You don’t tend to think about your health very much when you’re in  your 20s, but it’s funny how things sneak up on you (like my back injury, and my friends high blood pressure). I guess we could all do to pay a bit more attention to how we treat ourselves sometimes.

 

Health Personal

Pop goes the vertebrae

Dammit.

I had (perhaps foolishly) begun to think that I’d put most of my back problems behind me now – it has after all been over a year since I had any significant pain from it; just a few aches / cricks / stiffness occasionally but nothing major. However, while taking a shower Sunday morning I reached down and ‘whallop’ – something popped out (or in my case, rotated since my recurring problem is a twisted rather than slipped disc). I’m guessing that anyone who has had a back injury probably knows what it feels like – a splitsecond before the pain hits there’s a weird ‘weakness’ feeling in the affected area, like when you bend a paperclip too many times and it suddenly ‘gives’. You know in that splitsecond that it’s going to hurt like hell, so you have that tiny bit of time to prepare for it, which I normally fill by preparing my very best expletives. :?
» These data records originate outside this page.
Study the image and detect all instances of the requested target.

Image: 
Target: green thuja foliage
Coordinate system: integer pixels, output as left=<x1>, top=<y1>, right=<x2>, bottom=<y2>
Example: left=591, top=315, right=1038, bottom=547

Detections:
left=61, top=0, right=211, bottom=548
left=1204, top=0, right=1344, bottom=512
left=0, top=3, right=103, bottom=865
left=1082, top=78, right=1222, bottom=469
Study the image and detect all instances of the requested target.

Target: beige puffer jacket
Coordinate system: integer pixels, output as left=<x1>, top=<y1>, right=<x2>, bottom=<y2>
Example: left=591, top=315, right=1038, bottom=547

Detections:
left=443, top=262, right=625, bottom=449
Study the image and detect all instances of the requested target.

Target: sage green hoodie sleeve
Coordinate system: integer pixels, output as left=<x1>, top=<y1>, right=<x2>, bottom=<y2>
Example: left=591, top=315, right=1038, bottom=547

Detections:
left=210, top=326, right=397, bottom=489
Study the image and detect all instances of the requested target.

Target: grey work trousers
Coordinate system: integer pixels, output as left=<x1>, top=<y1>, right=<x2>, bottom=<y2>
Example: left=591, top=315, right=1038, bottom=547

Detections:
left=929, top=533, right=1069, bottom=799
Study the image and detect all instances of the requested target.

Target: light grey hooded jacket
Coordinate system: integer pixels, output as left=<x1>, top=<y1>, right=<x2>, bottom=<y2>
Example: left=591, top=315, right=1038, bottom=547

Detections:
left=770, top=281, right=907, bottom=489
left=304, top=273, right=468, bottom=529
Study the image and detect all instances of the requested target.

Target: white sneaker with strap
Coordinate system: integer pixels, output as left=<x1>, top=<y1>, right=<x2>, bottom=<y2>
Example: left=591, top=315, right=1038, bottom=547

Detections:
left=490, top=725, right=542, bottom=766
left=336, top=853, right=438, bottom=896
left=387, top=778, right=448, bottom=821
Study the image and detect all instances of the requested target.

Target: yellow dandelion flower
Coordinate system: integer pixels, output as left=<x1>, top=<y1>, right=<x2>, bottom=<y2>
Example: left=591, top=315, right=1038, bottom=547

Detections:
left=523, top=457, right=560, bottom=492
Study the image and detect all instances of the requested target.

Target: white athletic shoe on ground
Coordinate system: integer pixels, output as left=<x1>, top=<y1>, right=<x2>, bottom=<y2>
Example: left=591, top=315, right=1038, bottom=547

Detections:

So, that was Sunday down the crapper – simply straightening up / moving was a chore. I know from experience though that you have to keep moving – even though it’s wonderful when you finally find a sitting position that relieves the pain enough to be considered ‘comfortable’, staying there for a long time is a bad idea because everything just seizes up. So I forced myself to regularly get up and move around, stretching as much as I could manage (cue more swearing). It seemed to work, by the late evening I could actually get my back muscles to relax enough that I could stand completely straight for once. Hurrah.

I’m feeling pretty beaten up this morning but it’s an improvement over 24 hours ago – at least I’m no longer recreating the music video for ‘Walk Like an Octogenarian’. I guess I’ll have to spend most of today getting up and down to stretch again, not exactly condusive to productivity but necessary.